Preterm birth phenotypes in women with autoimmune rheumatic diseases: A population based cohort study. BJOG : an international journal of obstetrics and gynaecology Kolstad, K. D., Mayo, J. A., Chung, L., Chaichian, Y., Kelly, V. M., Druzin, M., Stevenson, D. K., Shaw, G. M., Simard, J. F. 2019


OBJECTIVE: To investigate preterm birth (PTB) phenotypes in women with different autoimmune rheumatic diseases in a large population-based cohort.DESIGN: Retrospective cohort study.SETTING: California, USA.POPULATION: All live singleton births in California between 2007 and 2011 were analyzed. Patients with autoimmune disease at delivery were identified by ICD-9 codes for systemic lupus erythematosus (SLE), systemic sclerosis (SSc), rheumatoid arthritis (RA), polymyositis/dermatomyositis (DM/PM), and juvenile idiopathic arthritis (JIA).METHODS: Maternally linked hospital and birth certificate records of 2,481,516 deliveries were assessed (SLE n=2,272, RA n=1,501, SSc n=88, JIA n=187, DM/PM n=38).
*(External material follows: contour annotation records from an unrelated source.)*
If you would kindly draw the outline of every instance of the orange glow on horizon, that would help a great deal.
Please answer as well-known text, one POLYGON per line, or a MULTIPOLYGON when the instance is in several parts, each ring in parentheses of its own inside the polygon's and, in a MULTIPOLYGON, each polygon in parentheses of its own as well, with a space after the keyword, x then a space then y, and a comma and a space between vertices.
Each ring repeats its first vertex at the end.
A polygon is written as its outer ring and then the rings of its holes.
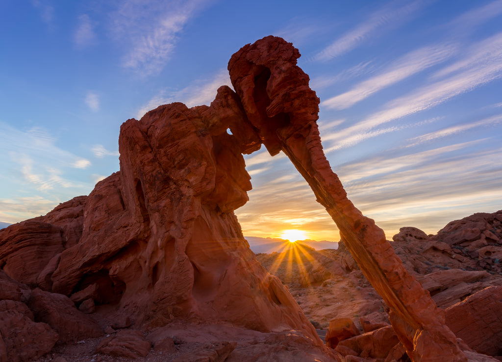
POLYGON ((303 230, 296 229, 285 230, 281 234, 281 238, 289 240, 290 242, 293 243, 300 240, 306 240, 307 238, 307 233, 303 230))

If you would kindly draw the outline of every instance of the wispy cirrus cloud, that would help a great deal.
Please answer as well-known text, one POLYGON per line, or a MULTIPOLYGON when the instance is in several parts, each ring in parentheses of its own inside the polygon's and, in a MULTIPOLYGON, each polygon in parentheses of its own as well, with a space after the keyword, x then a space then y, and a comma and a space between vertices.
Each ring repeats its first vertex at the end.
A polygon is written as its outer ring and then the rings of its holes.
POLYGON ((323 76, 311 79, 309 82, 310 88, 314 90, 319 90, 329 87, 332 84, 341 82, 346 79, 356 78, 372 71, 372 61, 362 62, 357 65, 351 67, 340 73, 332 76, 323 76))
POLYGON ((388 102, 382 110, 323 139, 340 141, 337 146, 339 148, 342 144, 353 145, 374 135, 402 129, 404 126, 374 129, 432 108, 502 77, 502 33, 471 46, 465 54, 463 58, 437 72, 428 84, 388 102))
POLYGON ((40 19, 47 25, 49 30, 53 30, 54 28, 54 8, 47 3, 41 0, 32 0, 32 5, 38 10, 40 19))
POLYGON ((324 101, 328 108, 345 109, 373 93, 397 83, 414 74, 442 63, 456 52, 456 47, 439 44, 411 52, 393 62, 380 74, 364 81, 350 91, 324 101))
POLYGON ((425 135, 419 136, 410 139, 406 143, 406 147, 411 147, 425 142, 430 142, 440 138, 443 138, 449 136, 458 134, 465 132, 478 127, 494 126, 502 123, 502 114, 496 115, 479 121, 469 122, 463 124, 455 125, 446 127, 438 131, 426 133, 425 135))
POLYGON ((466 12, 451 22, 448 27, 454 29, 455 32, 463 33, 501 15, 502 0, 495 0, 466 12))
POLYGON ((56 139, 43 129, 18 130, 0 122, 0 153, 9 156, 12 170, 22 175, 29 184, 39 191, 46 191, 55 186, 82 187, 78 182, 63 177, 64 169, 83 169, 90 162, 56 145, 56 139))
MULTIPOLYGON (((394 159, 399 167, 373 176, 381 159, 368 157, 359 164, 368 168, 366 172, 347 165, 339 174, 351 200, 375 219, 388 238, 403 226, 436 232, 469 213, 500 209, 502 149, 474 151, 482 143, 478 140, 410 154, 408 159, 398 156, 394 159)), ((391 168, 392 160, 387 163, 391 168)))
POLYGON ((108 151, 102 145, 94 145, 91 149, 91 151, 94 155, 99 158, 101 158, 105 156, 118 156, 118 150, 108 151))
POLYGON ((94 92, 91 91, 87 92, 85 96, 85 104, 93 112, 97 112, 99 110, 99 97, 94 92))
POLYGON ((216 91, 221 86, 232 87, 228 71, 222 70, 212 78, 193 82, 183 89, 171 92, 162 90, 138 111, 137 118, 140 119, 149 111, 163 104, 181 102, 190 108, 203 104, 209 105, 214 99, 216 91))
POLYGON ((180 33, 206 0, 121 2, 112 15, 112 32, 129 51, 122 65, 144 76, 158 74, 169 60, 180 33))
POLYGON ((87 14, 83 14, 78 17, 73 41, 77 49, 83 49, 96 42, 97 37, 93 29, 92 22, 87 14))
POLYGON ((0 199, 0 220, 14 224, 45 215, 60 202, 40 196, 0 199))
POLYGON ((417 1, 398 7, 387 6, 371 14, 369 19, 332 43, 314 56, 313 60, 326 62, 348 53, 374 37, 378 31, 386 31, 405 22, 425 5, 424 1, 417 1))

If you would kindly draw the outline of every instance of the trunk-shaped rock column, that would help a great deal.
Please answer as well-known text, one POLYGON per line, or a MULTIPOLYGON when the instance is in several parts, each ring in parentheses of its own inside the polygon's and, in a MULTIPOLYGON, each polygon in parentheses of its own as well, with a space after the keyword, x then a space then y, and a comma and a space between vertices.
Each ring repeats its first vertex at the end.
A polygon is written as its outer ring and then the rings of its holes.
POLYGON ((391 310, 391 320, 414 361, 467 361, 444 311, 410 274, 383 230, 347 198, 331 169, 317 124, 319 99, 296 65, 298 50, 268 37, 233 55, 228 70, 249 122, 272 155, 283 151, 336 223, 365 276, 391 310))

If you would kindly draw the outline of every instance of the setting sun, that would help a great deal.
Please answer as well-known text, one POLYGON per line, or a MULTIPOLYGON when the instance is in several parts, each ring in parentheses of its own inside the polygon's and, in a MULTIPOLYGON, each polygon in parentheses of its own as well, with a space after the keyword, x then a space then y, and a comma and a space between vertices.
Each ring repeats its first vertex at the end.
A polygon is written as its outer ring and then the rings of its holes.
POLYGON ((281 238, 289 240, 291 242, 295 242, 299 240, 307 239, 307 233, 303 230, 296 229, 285 230, 281 234, 281 238))

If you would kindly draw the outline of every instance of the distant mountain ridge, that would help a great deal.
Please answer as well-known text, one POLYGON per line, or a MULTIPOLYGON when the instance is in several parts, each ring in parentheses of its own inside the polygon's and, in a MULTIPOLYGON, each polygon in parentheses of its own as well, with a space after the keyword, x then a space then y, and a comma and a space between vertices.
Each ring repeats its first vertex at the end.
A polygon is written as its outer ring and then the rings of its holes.
MULTIPOLYGON (((255 254, 266 253, 270 254, 274 252, 283 251, 288 248, 290 242, 283 239, 271 237, 264 238, 258 236, 244 236, 244 238, 249 243, 249 248, 255 254)), ((336 241, 322 240, 318 241, 313 240, 299 240, 296 242, 306 245, 316 250, 324 249, 337 249, 338 243, 336 241)))

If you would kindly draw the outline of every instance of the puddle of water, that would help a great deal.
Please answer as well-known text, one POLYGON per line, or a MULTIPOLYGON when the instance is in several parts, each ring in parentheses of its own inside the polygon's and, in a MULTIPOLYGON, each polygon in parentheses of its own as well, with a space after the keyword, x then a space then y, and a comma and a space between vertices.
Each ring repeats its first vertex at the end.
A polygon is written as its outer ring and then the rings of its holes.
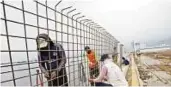
POLYGON ((171 75, 167 74, 166 71, 156 71, 158 69, 157 67, 147 68, 147 66, 142 65, 160 65, 159 60, 147 56, 142 56, 140 60, 139 71, 144 86, 171 86, 171 75))

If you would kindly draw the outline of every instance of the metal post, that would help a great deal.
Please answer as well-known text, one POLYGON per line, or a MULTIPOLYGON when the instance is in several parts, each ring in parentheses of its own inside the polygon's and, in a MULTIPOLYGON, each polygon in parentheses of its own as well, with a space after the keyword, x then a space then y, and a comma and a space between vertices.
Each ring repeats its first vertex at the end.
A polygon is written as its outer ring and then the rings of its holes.
POLYGON ((70 10, 70 11, 68 11, 67 12, 67 50, 68 50, 68 72, 69 72, 69 81, 68 81, 68 83, 70 84, 70 80, 71 80, 71 77, 70 77, 70 59, 69 59, 69 14, 70 13, 72 13, 72 12, 74 12, 76 9, 73 9, 73 10, 70 10))
MULTIPOLYGON (((55 11, 54 11, 54 13, 55 13, 55 37, 56 37, 56 43, 57 43, 57 41, 58 41, 58 35, 57 35, 57 7, 59 6, 59 4, 62 2, 62 0, 60 0, 59 2, 57 2, 57 4, 55 5, 55 11)), ((57 46, 56 46, 56 49, 57 49, 57 46)), ((57 51, 57 50, 56 50, 57 51)), ((56 59, 58 59, 57 58, 57 56, 56 56, 56 59)), ((58 62, 57 62, 58 63, 58 62)), ((58 78, 58 77, 57 77, 58 78)), ((57 84, 59 84, 59 81, 57 80, 57 84)))
MULTIPOLYGON (((81 13, 76 13, 76 14, 74 14, 74 15, 72 15, 72 33, 73 33, 73 36, 72 36, 72 40, 73 40, 73 44, 72 44, 72 46, 73 46, 73 57, 74 57, 74 36, 76 36, 76 35, 74 35, 74 17, 75 16, 77 16, 77 15, 79 15, 79 14, 81 14, 81 13)), ((73 58, 73 67, 74 67, 74 70, 75 70, 75 64, 74 64, 75 62, 74 62, 74 58, 73 58)), ((75 72, 74 72, 74 85, 75 85, 75 72)))

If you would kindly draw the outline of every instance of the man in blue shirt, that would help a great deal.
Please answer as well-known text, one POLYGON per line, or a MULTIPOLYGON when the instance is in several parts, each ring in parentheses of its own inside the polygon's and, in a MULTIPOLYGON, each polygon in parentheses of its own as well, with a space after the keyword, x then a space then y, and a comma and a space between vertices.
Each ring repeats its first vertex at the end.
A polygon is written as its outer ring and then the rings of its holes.
POLYGON ((36 42, 39 67, 48 80, 48 86, 68 86, 62 45, 55 44, 47 34, 39 34, 36 42))

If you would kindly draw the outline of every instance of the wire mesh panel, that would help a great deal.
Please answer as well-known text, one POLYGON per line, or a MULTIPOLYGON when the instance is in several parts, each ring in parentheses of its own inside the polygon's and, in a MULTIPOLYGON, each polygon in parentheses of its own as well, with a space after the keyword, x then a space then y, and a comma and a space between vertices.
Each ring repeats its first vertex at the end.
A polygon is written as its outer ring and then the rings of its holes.
POLYGON ((89 69, 85 47, 98 60, 114 51, 116 40, 97 24, 76 17, 80 13, 71 15, 74 9, 66 13, 71 7, 58 10, 59 3, 52 7, 47 1, 1 2, 2 86, 88 86, 91 71, 98 75, 99 65, 89 69), (39 47, 40 38, 47 42, 46 49, 39 47))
Multivariable Poisson regression models estimated risk ratios (RRs) for different PTB phenotypes (relative to term deliveries) for each autoimmune disease compared to the general obstetric population adjusting for maternal age, race/ethnicity, body mass index, smoking, education, payer, parity, and prenatal care.MAIN OUTCOME MEASURES: PTB was assessed overall (20-36 weeks) and by subphenotype: pre-term premature rupture of membranes (PPROM), spontaneous, or medically indicated PTB. Risk of PTB overall and each phenotype was partitioned by gestational age: early (20-31 weeks) and late (32-36 weeks).RESULTS: Risks for PTB were elevated for each autoimmune disease evaluated: SLE (RR 3.27 95%CI 3.01-3.56), RA (RR 2.04 95%CI 1.79-2.33), SSc (RR 3.74 95%CI 2.51-5.58), JIA (RR 2.23 95%CI 1.54-3.23), and DM/PM (RR 5.26 95%CI 3.12-8.89). These elevated risks were observed for the majority of PTB phenotypes as well.CONCLUSIONS: Women with systemic autoimmune diseases appear to have an elevated risk of various PTB phenotypes. Therefore, preconception counseling and close monitoring during pregnancy is crucial.